La causa de la enfermedad de Pompe es un cambio o mutación en un gen que ayuda en la producción de la enzima alfaglucosidasa. Dicha enzima descompone un tipo de glucosa denominada glucógeno.

Cuando la generación de la enzima no es adecuada, el glucógeno se junta en las células corporales, lo que impide que las células (especialmente las de los músculos y el corazón) realicen sus funciones como deberían.

La autora del estudio sobre el tratamiento intrauterino de la enfermedad de Pompe, Tippi MacKenzie, apunta que este tratamiento amplía el repertorio de terapias fetales que se tienen en la actualidad.

El tratamiento con la terapia de reemplazo enzimático debe usarse de por vida porque si se interrumpe, los síntomas pueden volver.
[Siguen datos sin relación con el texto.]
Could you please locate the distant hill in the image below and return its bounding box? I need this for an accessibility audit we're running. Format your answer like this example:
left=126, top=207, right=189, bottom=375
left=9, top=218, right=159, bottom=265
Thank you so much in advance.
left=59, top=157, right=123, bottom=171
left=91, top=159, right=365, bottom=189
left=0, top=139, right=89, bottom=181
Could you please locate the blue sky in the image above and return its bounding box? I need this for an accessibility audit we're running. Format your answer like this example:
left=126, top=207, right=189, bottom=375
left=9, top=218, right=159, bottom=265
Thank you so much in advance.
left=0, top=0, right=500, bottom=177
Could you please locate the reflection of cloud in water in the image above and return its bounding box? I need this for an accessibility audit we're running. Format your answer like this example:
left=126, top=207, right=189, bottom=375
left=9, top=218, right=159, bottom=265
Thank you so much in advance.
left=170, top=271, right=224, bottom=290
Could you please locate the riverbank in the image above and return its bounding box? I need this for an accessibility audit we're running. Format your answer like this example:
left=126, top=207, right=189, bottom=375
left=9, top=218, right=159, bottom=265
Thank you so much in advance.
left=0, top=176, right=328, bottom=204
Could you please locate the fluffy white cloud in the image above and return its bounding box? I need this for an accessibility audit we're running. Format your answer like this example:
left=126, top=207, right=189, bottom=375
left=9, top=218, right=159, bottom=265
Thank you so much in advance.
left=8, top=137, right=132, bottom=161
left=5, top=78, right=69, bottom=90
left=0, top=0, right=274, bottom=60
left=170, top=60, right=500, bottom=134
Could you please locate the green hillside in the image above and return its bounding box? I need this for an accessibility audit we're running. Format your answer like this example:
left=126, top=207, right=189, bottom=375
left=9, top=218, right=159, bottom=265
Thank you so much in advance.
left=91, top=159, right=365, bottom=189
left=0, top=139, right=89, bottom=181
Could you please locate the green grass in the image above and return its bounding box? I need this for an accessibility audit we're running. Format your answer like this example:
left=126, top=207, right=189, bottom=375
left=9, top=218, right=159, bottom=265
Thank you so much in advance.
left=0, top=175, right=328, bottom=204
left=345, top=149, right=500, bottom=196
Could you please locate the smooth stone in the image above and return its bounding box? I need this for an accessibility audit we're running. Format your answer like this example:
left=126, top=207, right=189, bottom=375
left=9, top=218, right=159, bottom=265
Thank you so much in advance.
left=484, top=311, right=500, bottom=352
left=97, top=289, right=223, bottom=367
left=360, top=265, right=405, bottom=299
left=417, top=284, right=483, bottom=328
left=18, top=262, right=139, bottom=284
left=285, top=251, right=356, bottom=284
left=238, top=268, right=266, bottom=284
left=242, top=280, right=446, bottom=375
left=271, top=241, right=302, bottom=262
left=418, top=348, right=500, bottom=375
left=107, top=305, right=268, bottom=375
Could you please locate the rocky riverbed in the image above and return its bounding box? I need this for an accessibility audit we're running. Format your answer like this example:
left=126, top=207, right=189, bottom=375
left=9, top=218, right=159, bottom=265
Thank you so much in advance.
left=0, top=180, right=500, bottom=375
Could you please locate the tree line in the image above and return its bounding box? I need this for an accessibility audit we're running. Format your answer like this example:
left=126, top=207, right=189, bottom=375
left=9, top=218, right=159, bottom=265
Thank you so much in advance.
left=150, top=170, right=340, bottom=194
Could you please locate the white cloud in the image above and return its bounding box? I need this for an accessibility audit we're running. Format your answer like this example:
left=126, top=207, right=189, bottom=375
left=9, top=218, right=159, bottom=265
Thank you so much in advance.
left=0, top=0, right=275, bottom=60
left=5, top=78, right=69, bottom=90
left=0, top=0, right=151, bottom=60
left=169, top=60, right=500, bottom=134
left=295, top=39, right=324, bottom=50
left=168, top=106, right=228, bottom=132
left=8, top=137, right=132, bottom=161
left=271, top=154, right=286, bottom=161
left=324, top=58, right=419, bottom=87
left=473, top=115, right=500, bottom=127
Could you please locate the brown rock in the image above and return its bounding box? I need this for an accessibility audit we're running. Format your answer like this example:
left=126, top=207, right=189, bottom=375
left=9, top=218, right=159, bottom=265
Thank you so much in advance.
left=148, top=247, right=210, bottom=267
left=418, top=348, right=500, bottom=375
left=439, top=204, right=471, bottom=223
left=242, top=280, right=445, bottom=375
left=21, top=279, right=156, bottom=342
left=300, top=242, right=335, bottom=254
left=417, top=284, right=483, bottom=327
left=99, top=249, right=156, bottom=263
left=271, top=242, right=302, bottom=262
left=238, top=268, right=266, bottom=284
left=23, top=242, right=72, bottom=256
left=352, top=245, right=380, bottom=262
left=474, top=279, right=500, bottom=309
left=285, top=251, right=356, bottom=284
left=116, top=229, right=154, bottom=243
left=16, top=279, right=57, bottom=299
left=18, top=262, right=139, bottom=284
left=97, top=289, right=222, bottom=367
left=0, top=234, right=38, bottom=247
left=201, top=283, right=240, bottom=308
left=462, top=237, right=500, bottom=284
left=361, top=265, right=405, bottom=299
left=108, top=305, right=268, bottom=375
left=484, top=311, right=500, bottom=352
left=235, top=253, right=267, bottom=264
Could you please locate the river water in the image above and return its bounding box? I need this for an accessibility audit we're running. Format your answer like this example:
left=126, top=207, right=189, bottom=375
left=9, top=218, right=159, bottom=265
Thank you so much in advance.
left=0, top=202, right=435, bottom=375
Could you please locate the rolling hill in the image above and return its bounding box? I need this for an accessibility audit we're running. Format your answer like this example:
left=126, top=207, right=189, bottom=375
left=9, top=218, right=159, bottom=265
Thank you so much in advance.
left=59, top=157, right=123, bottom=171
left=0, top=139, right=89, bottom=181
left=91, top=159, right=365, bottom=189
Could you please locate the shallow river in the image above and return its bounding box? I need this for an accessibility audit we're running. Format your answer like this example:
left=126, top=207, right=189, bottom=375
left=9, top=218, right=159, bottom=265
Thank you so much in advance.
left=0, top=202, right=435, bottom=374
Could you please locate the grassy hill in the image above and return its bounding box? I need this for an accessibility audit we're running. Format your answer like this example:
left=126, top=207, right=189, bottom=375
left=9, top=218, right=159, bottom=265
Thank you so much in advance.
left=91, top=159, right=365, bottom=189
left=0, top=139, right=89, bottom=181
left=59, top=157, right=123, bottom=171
La terapia se ha usado en el tratamiento de la enfermedad de Gaucher para revertir los síntomas y mejorar la calidad de vida de los afectados, informa la Escuela de Medicina de Stanford.

“A medida que disponemos de nuevos tratamientos para los menores afectados con padecimientos genéticos, como enfermedad de Pompe, nos encontramos desarrollando protocolos para aplicarlos antes del nacimiento”, indica MacKenzie.